Ils pédalèrent encore un bon moment avant d’atteindre la ville. Ils ne parlaient ni l’un, ni l’autre, absorbés qu’ils étaient dans leurs pensées. Arthur, lui, ne se faisait pas de bile. Qu’importait cette rencontre puisque rien de fâcheux ne leur était arrivé ? Seul le front de Charles ne se déridait pas !

En entrant dans Dol, ils prirent immédiatement la Grande-Rue qui conduit à la cathédrale, et le long de laquelle se trouvaient plusieurs vieilles maisons à toits pointus.

Sur leurs façades déjetées les poutres de chêne s’entre-croisaient dans la pierre ; leur premier étage, construit en avancée, était soutenu par des piliers, ronds ou carrés, surmontés de chapiteaux sculptés.

Entre ces piliers s’ouvraient des porches à arcade romane ou ogivale ; là, le plus souvent, s’abritait une boutique, fermée à cette heure. Tout, dans la petite ville, sommeillait : dix heures sonnaient à la cathédrale.

Non loin de la place de l’Esplanade, Charles vit l’enseigne d’un hôtel : Au Menhir du Champ-Dolent : il se précipita et poussa la porte qui était entre-bâillée. Un portier, endormi sur une chaise, tressaillit à l’entrée des deux voyageurs.

« Nous voudrions une voiture… une auto… pour des voyageurs blessés : ils sont à quelques kilomètres d’ici… sur la route de Saint-Malo. »

Le portier, un Breton à la barbe à demi rasée, à la veste noire, au gilet de velours, regardait Charles et Arthur d’un air ahuri.

« Comprenez donc, répéta avec quelque impatience Arthur. Il est arrivé un accident à trois voyageurs. Le cheval s’est emporté !… Il a filé, un des voyageurs a la jambe cassée, l’autre…

— Je comprends bien… mais il n’y a pas de voiture à c’te heure-ci.

— Comment ? Réveillez le patron de l’hôtel… Allons, dépêchez-vous ! »

Charles avait élevé la voix : il n’était pas content — Arthur non plus, — devant tant de placidité.

À ce moment descendait l’escalier, celui qui était évidemment le patron de l’hôtel. Il était en pantoufles, les cheveux ébouriffés, le gilet à moitié boutonné, la cravate défaite.

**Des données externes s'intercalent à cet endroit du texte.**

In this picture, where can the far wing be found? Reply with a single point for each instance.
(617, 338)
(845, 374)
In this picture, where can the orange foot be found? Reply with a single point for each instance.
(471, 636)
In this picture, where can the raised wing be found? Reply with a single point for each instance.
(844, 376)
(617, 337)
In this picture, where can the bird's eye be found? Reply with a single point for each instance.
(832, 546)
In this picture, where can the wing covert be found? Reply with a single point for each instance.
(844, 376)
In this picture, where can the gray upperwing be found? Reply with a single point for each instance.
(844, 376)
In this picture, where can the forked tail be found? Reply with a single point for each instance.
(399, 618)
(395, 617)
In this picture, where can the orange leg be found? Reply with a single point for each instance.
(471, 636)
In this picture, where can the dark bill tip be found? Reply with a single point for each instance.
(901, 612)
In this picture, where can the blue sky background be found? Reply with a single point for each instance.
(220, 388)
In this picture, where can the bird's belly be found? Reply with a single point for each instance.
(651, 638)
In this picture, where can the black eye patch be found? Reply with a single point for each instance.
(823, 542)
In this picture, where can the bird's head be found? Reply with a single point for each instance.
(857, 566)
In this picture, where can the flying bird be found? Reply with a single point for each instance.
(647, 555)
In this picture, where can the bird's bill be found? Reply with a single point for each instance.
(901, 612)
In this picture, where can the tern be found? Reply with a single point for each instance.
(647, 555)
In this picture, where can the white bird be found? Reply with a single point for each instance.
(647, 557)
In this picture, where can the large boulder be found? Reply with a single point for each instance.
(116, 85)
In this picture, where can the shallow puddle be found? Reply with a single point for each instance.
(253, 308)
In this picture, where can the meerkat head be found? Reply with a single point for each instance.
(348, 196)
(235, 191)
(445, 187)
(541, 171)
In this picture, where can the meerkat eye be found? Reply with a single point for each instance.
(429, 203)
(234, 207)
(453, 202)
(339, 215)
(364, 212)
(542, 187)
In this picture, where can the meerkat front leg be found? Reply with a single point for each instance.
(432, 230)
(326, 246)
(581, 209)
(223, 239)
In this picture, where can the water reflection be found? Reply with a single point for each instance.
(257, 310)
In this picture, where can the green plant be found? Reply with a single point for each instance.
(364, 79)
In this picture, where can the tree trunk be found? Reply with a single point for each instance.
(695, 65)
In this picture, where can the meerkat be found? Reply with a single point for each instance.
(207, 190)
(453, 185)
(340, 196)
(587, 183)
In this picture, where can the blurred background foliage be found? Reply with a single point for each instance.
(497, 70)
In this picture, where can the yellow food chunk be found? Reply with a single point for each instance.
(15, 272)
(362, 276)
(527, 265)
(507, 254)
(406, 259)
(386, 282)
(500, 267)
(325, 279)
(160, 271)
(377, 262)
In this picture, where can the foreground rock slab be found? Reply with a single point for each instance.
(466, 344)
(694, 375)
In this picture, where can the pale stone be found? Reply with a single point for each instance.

« Qu’y a-t-il ? Qu’y a-t-il ? »

Charles recommença son explication. Lorsqu’il eut fini, l’hôtelier se gratta la tête, fort embarrassé.

« Mais… et où… et qui ?… »

Charles comprit sa pensée.

« Nous sommes de Paris, voici nos noms et l’adresse de nos parents. (Il montra sa carte d’identité et celle d’Arthur.) Ces voyageurs qui sont blessés, nous ne les connaissons pas, mais nous les avons rencontrés tandis que nous suivions la route pour venir à Dol. Ils se trouvent au delà du menhir du Champ-Dolent. Je vais payer d’avance la voiture. Donnez-nous une chambre pour mon camarade et moi… »


charles poussa une exclamation de surprise.

L’hôtelier, voyant qu’il ne perdrait rien, puisqu’il touchait d’avance le prix de la course, se décida à agir. Il appela un garçon et lui dit d’atteler une sorte de victoria qui servait à promener les voyageurs que l’automobile fatiguait ; puis il lui expliqua longuement ce qu’il avait à faire.

« Je vais aller avec lui : comme cela il n’y aura pas d’erreur, déclara Charles.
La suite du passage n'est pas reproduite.